WOULD YOU LIKE A PIE SCORE WITH THAT?

Category:EducationTags : 

Education tends to be a pretty staid, if not conservative, sector, but the underlying analysis and associated data presentation available for the education market is moving very fast.

By way of example, at Education Geographics (EGS) we’re now starting our third year of producing online and interactive school dashboards and maps, and we are already heading up to 115 Non-Government client schools in Australia. At last count, our schools enrol about one in five Independent school children across all fee ranges.

To drive continual improvements in the underlying data, we’ve updated our spatial demand measures to the end of 2018 and we’ve found that these will tend to be a useful measure of demand by middle class families for Independent school places for 2019. During the year we will continue to update the dashboards with six monthly figures, so schools get an idea of demand by mid-2019, as they set fees for 2020. We are now producing the annual demand changes by maps as well, so schools can see which areas in their school catchment may have been impacted by digital disruption. This can come in handy when planning enrolment campaigns and bus routes.

We’ve also updated our roll profiles, which show schools the average fees at every level being paid every year across their catchment by parents, so EGS clients can see whether their parents are spending more or less on school fees than their neighbours. In a prosperous economy, parents are prepared to pay more; in a downturn, the urge is to save money, especially if investments in real estate are heading south. We’ve written on this before on our EGS site: https://www.educationgeographics.net.au/competition-at-the-coalface/

In addition, we now show the same bell curve distribution we’ve been doing for the range of fees, for the range of client school SES scores and for their parental income estimates. We call this our PIE Score as this sounded more polite than some of the alternative acronyms that were available.
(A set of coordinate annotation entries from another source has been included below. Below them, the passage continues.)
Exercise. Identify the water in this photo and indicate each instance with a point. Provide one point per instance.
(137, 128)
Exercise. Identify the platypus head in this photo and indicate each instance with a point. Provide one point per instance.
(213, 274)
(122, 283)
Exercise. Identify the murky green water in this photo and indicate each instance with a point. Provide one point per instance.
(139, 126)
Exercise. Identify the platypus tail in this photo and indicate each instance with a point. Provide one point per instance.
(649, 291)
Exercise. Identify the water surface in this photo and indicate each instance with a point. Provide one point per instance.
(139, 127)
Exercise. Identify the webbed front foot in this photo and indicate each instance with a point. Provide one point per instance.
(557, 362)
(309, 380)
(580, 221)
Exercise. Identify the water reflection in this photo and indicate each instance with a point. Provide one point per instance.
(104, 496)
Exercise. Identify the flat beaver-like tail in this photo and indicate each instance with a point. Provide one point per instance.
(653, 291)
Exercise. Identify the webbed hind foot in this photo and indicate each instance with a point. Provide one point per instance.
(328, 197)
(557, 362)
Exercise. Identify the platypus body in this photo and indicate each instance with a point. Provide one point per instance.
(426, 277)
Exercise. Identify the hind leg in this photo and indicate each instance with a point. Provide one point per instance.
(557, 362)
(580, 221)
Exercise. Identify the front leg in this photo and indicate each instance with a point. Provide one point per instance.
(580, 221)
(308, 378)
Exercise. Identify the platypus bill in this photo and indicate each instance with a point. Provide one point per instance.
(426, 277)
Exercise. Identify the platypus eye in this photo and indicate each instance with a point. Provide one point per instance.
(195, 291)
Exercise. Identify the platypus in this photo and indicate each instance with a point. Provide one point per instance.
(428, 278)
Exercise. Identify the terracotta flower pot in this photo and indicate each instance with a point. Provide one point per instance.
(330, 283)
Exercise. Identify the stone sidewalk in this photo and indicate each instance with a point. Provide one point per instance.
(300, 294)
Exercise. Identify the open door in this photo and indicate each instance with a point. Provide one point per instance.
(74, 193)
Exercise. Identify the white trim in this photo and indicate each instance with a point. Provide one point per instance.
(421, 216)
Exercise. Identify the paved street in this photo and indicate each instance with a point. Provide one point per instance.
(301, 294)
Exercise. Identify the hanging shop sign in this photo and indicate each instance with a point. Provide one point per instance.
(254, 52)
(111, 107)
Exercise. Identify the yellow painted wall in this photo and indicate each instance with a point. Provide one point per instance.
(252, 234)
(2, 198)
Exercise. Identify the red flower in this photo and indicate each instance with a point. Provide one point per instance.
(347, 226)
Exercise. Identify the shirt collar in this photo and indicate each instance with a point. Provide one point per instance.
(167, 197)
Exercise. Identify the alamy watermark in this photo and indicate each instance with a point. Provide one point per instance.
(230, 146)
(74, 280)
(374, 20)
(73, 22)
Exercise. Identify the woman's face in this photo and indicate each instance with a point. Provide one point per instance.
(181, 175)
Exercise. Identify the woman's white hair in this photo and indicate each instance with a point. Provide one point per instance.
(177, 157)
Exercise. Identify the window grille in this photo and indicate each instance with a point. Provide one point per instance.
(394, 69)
The PIE score was tricky, as we can’t match parents with their individual tax returns and we hope that society never becomes so intrusive that we can, so we modelled an average standardised score for school parents for their local neighbourhood, using publicly available data in which privacy is protected. It isn’t the same as the actual figures the Government will be using to determine future funding of Non-Government schools, but it will give schools some idea of the extent to which their parents’ income is out of step with the SES scores and Fees currently paid.